References are marked with a link icon on the domain tree and on component lists.
Any element and component in the domain has a specific path. This is very important when using the domain in programming interfaces, but it also allows for quicker navigation in certain UI components of the Hyperon Studio.
A path to an element is a list of elements and components that need to be navigated from the root element to access the element. This path is a set of / separated component names, with element codes specifying specific object inside a component collection given in [square bracers] after the component name. If a given component is not a collection (it's not designated as multiple in the type definition), the element code can be ommited.
For example, the path to the Example product 1 we've created for our example is /PRODUCTS[PROD1], and the main coverage in the product can be accessed through /PRODUCTS[PROD1]/COVERAGES[P1MAIN] (path to the actual element in the COVERAGES component collection, or through /PRODUCTS[PROD1]/MAIN_COVERAGE.

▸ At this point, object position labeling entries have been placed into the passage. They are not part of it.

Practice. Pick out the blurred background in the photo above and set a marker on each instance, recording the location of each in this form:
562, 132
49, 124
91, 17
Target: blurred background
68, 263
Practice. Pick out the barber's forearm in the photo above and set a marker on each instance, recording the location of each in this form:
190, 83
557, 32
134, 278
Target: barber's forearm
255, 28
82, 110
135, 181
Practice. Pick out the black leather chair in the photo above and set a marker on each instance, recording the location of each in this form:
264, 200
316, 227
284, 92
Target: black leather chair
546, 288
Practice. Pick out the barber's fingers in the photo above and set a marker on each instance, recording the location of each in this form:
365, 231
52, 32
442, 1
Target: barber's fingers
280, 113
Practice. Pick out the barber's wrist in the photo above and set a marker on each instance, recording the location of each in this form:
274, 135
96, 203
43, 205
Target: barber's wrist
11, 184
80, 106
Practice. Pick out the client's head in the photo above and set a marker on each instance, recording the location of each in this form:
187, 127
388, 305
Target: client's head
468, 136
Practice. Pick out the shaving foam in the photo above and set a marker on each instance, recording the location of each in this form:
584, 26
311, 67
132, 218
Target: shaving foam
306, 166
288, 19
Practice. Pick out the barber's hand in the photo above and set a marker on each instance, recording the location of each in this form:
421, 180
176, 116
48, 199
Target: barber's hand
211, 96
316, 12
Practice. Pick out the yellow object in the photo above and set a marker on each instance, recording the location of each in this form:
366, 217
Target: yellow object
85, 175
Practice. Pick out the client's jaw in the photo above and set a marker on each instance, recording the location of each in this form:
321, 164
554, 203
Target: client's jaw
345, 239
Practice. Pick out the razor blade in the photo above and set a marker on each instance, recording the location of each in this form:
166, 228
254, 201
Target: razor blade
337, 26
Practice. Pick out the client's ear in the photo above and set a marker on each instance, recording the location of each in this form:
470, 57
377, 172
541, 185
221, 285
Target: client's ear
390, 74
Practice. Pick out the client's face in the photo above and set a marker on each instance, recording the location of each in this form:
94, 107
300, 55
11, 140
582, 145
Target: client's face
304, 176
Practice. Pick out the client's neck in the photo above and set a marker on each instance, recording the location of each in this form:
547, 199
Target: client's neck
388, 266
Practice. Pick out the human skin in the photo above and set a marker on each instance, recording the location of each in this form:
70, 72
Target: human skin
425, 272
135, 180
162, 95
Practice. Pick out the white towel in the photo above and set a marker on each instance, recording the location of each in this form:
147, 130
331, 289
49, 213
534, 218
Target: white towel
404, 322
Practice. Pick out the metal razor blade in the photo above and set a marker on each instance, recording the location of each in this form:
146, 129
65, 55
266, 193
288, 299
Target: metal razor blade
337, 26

While paths are mostly used by programming interfaces, some UI elements inside the Hyperon Studio will allow you to filter elements by path - understanding how they are created will help you quickly limit your results to the elements you are interested in.
If, for example, we hand many more products and coverages created in our domain, selecting the MAIN_COVERAGE reference might take some time - but you can filter it by providing a partial path, for example /PRODUCTS[PROD1]/COVERAGES - this will limit the displayed elements to those defined inside our product.
You can remove an element by selecting the Remove action from the utility action bar in the upper right corner of the element screen. Please note, this will remove the element, even if you navigated to it through a reference.
Alternatively, elements can be removed from the component screen by pressing the x button next to an element. This will remove elements that were created for this component, and it will remove the reference. The referenced element will not be removed.
When you delete an element, all elements created as components of that element are also removed, along with any references that point to the elements being removed.
Parameters and functions used as values for ATTRIBUTES of removed elements are not removed.